Exiles Dream of Returning Home

Author: 
Agencies
Publication Date: 
Tue, 2003-03-25 03:00

KHORAMSHAHR, Iran, 25 March 2003 — Another blast is heard in the southwestern Iranian port of Khoramshahr, which means another bomb was dropped by allied forces on neighboring Basra in south Iraq. For the 34-year-old Abol-Hassan it is a sign of hope of returning home again after almost 12 years of being a refugee in Khoramshahr.

“You only understand what homeland is when you don’t have it,” he says.

Abol-Hassan, a Shiite , came to Iran from Basra after the 1991 uprising against Saddam Hussein was brutally suppressed by the regime’s forces.

At the age of 23, he was sent by his father, an active member of the anti-Saddam movement, away from the Iraqi regime to Iran’s Khuzestan province for safekeeping.

He received help in Iran from local officials and the leading opposition group, the Supreme Council of Iraq (SCIRI), and eventually started work as a peddler in Khoramshahr.

“I heard that my father was killed in Kerbala in 1995, but I still have an elderly mother and two older sisters waiting for me to take care of them,” he says.

Because of his father’s political activities, there is still fear that Abol-Hassan too might be arrested and jailed.

His hope to return to his family however overshadows the fear that they might be killed during the attacks. “Being killed is better than continuing life under Baath domination,” he says.

The head of the SCIRI office in the Khuzestan province cannot hide the smile on his face that reflects his hope of finally returning to his beloved homeland.

On the other hand, the Teheran-based group is not at all pleased that such a hope could eventually only be realized through US and British help.

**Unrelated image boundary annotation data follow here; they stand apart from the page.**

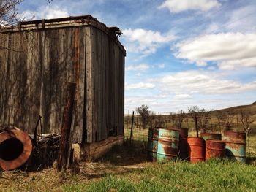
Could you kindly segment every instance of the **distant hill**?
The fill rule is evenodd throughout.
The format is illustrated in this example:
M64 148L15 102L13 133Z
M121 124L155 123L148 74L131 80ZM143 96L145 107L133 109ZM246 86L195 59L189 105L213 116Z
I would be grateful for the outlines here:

“If the aim is really the liberation of the people, then the allied forces will be awarded by the people with flowers and sweets,” Salah says, but in line with Tehran’s official stance, he adds that the Americans and Britons are only after Iraq’s oil resources and regional domination.

He predicts that the longer military operations in south Iraq take, the more Iraqis will get nervous, especially listening to Iraqi propaganda on state television, the country’s main news source.

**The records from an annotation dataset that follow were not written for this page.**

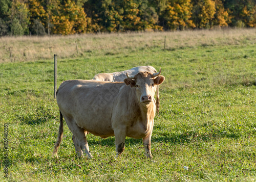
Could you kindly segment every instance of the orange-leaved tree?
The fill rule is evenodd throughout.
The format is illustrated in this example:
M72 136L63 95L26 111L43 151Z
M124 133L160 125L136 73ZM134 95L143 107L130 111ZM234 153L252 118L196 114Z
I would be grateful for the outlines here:
M195 28L191 18L190 0L168 1L167 7L161 13L167 29L184 30Z
M192 19L198 28L210 28L216 12L215 2L212 0L193 0Z

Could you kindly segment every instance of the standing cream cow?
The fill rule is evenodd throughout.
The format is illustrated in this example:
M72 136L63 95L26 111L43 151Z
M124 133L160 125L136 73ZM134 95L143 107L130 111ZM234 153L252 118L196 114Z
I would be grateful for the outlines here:
M165 80L158 73L140 72L124 82L68 80L57 92L60 111L57 154L63 137L63 117L73 133L78 157L92 158L87 143L89 133L105 138L114 136L117 155L124 149L125 137L143 139L146 155L151 158L151 135L156 105L156 86Z
M100 81L109 81L109 82L123 82L126 77L126 73L131 76L134 76L140 71L148 71L152 73L157 72L156 69L151 66L141 66L135 67L131 69L127 70L115 72L111 73L99 73L94 76L93 80L98 80ZM159 113L159 93L158 86L157 86L156 93L156 107L157 113Z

Iraqi TV is presenting the global anti-war demonstrations as support for Saddam’s Baath regime, thus increasing Iraqis irritation, Salah says.

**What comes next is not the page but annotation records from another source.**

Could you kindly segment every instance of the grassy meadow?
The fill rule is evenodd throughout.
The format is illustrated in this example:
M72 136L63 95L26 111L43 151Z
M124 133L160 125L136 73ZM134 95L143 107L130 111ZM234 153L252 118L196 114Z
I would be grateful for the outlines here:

Like Abol-Hassan, the SCIRI official has only one thing in mind: Returning home after decades of forced exile.

Asked when he would be ready to return to Iraq, he says: “Right now, this second.”

In the west, Mahmoud Aziz has joined the exodus of Iraqis returning home from Jordan, worried for his family and intent on defending his country against the US-led invasion. Like the other Iraqis passing through Jordan’s Al-Karameh border post yesterday, the driver of a fuel tanker truck was heading for Baghdad to his wife and four children, saying he was ready to join the fight against the invading forces.